「四畳半タイムマシーンブルース」を読ませていただいて

著者:森見 登美彦
原案:上田 誠
出版:角川文庫
燈火の感想
先ずは率直な感想から。
登場人物にとても魅かれる作品です。それぞれが個性豊かなのですが、作中での主張バランスが良いので、主人公やキーマンが薄れることも無い。ヒロインの描写が少ないのに、その魅力をしっかりと感じさせてくれるのはテクニックなのだろうか。
また、他の作品では少ない印象なのですが、主人公に名前が付いていません。「私」「貴君」「先輩」様々な呼ばれ方をするものの、詳細に書かれていない。書き辛くないのだろうかと思うのだけれど、読み手としては違和感が無い。かといって、自分を投影して読み進める作品でもない。そこがまた面白いです。
少し物語に触れておくと、映画サークルに入っている大学生たちを描いた物語です。前作の四畳半神話体系に登場する面々が出てくるのですが、続きのお話では無いです。けれど、四畳半神話体系で出てくる一話の一節として読んでも面白いのではないかと思います。前作を読んでいない人は、是非読んでみて下さい。
強烈なキャラクターの「小津」が「私」を場をかき乱していくのですが、最終的にはスッキリします。伏線の巡らされた作品が好きな人であれば、是非読んで欲しい。

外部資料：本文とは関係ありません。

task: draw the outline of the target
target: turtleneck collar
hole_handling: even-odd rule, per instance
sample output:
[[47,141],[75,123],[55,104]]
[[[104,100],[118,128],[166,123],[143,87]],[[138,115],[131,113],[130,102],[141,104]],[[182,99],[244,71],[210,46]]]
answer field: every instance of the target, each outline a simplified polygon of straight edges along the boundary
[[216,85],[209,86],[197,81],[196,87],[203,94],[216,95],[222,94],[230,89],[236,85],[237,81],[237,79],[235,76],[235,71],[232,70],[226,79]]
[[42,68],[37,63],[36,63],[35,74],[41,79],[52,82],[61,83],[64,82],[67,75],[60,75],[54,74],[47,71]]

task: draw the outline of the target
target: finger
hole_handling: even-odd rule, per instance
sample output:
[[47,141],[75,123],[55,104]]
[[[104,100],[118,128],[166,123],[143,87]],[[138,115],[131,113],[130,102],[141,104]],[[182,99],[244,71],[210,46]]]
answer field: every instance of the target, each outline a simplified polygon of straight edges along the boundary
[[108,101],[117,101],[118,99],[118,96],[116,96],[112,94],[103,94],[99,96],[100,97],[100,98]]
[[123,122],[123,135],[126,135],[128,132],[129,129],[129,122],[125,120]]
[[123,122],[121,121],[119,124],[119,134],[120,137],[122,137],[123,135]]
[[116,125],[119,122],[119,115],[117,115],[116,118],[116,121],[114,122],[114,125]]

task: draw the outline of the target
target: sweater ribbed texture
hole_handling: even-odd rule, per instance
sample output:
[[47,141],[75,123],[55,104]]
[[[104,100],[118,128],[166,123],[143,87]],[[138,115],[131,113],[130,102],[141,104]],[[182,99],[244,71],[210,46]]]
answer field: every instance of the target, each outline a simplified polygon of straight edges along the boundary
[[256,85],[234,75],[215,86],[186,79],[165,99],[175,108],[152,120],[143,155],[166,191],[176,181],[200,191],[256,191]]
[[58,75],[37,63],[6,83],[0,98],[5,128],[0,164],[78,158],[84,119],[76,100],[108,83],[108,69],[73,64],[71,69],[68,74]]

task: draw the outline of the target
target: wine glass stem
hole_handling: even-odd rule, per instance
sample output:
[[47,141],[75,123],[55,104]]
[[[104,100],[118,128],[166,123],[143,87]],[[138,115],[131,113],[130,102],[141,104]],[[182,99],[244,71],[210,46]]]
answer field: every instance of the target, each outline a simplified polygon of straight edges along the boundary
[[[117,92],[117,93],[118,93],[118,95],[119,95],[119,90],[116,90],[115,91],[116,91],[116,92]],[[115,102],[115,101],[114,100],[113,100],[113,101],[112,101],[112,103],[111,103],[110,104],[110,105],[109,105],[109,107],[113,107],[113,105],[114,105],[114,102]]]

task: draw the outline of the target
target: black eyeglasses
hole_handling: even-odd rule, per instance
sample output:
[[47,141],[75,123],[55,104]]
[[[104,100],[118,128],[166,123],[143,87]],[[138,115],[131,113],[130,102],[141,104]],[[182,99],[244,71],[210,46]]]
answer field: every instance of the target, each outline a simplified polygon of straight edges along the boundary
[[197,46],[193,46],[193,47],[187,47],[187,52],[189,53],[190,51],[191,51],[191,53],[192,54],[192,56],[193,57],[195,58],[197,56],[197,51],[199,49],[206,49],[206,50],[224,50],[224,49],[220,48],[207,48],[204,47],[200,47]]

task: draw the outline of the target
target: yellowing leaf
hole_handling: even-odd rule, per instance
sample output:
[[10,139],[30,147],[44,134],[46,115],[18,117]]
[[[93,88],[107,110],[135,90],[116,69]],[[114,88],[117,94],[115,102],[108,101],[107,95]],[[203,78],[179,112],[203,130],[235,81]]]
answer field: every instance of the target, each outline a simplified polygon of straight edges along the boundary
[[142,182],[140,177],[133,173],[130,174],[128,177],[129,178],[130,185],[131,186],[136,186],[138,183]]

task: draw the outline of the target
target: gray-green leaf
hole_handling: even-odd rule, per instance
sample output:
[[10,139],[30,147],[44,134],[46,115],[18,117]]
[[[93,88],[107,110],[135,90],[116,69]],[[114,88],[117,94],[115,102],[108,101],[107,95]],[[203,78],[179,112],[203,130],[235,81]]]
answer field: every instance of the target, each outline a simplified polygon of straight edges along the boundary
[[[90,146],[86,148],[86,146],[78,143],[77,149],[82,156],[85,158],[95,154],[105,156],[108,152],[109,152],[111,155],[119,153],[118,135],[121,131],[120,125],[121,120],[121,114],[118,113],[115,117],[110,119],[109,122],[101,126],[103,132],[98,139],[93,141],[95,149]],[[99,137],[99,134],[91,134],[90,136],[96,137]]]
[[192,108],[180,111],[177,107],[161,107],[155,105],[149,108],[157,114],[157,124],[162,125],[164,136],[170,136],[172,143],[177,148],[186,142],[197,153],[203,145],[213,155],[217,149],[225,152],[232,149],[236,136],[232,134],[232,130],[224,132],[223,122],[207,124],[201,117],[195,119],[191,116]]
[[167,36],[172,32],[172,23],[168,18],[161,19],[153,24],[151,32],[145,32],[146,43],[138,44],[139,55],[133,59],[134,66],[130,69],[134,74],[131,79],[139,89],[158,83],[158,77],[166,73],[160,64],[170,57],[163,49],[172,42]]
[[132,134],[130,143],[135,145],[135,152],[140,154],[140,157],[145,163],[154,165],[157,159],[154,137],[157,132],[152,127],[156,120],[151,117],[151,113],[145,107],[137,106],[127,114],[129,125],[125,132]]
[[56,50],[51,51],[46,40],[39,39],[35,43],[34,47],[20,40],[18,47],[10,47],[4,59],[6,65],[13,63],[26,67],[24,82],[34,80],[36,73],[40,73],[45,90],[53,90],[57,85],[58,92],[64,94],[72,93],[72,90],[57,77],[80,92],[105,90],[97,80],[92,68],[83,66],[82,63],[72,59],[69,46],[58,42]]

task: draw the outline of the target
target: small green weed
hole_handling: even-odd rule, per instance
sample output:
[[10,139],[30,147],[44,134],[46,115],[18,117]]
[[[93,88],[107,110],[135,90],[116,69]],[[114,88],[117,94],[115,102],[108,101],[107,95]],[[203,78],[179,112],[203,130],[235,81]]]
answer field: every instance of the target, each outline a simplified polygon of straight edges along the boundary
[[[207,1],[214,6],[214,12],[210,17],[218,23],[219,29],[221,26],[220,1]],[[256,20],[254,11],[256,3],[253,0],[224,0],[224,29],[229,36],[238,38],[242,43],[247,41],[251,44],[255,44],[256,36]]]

始めから最後まで巧みに用意されていて、それでいて回収も綺麗で心地良いですよ。
きっと読み始めると、なんだか奇妙な会話が始まることに気づくでしょう。それでも流れで読み進めてしまうのでは無いでしょうか。この様な体験は実際にも良くあることです。なんだか噛み合っていない気がするのだけれど、その場は取り繕われてしまう。その展開が面白い。
ちなみに、ここではネタバレしないので安心して欲しいです。ただ読み終えた時に、燈火が言っていた意味も理解していただけるでしょう。